Se nei giorni scorsi erano state annunciate quelle nei confronti di SVB, adesso è la volta di Credit Suisse ma anche del matrimonio di quest’ultima con Ubs. Nel primo caso, e cioè contro Credit Suisse, a muoversi, secondo fonti di Bloomberg, sono studi legali newyorkesi tra cui Levi & Korsinsky e Bronstein, Gewirtz & Grossman con citazioni presentate alla «Corte Distrettuale degli Stati Uniti per il Distretto del New Jersey».
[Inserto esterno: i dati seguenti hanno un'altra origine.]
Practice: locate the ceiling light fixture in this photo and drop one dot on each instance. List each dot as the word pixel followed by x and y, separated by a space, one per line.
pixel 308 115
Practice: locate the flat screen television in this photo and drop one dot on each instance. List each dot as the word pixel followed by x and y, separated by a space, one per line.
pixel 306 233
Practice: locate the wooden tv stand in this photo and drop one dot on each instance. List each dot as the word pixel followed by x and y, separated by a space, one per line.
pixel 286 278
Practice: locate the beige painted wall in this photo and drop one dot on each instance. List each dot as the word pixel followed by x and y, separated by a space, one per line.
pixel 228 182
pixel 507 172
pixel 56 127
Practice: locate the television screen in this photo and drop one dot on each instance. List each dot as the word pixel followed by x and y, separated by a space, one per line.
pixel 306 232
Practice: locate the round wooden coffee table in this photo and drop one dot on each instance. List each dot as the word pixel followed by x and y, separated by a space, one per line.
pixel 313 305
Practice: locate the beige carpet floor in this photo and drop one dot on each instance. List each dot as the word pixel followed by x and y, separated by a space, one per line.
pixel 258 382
In particolare le accuse verterebbero su alcune dichiarazioni rese dalla banca e ritenute false e/o contraffatte su alcuni fatti. Tra questi anche l’aver sottovalutato l’impatto delle recenti perdite trimestrali, rischi di varia natura e l’incapacità di trattenere i fondi dei clienti sopravvalutando anche la posizione finanziaria e/o le prospettive della società.
Per quanto riguarda, invece, la fusione con Ubs oggetto del contendere sarebbe l’azzeramento delle obbligazioni Additional Tier-1 (AT1), dal valore di circa 16 miliardi di franchi, deciso dalla Finma, l’autorità elvetica di vigilanza dei mercati finanziari.
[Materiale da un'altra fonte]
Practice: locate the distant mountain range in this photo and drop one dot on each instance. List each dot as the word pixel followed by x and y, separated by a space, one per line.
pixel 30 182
Secondo quanto dichiarato da Pallas Partners, studio legale con sedi a Londra e New York, si starebbe valutando «una strategia coerente e multigiurisdizionale che potrebbe essere perseguita da un gruppo di investitori internazionali nelle obbligazioni AT1 per recuperare le perdite». A muoversi, però, sono anche altri celebri studi legali tra cui Quinn Emanuel Urquhart & Sullivan, società legale californiana.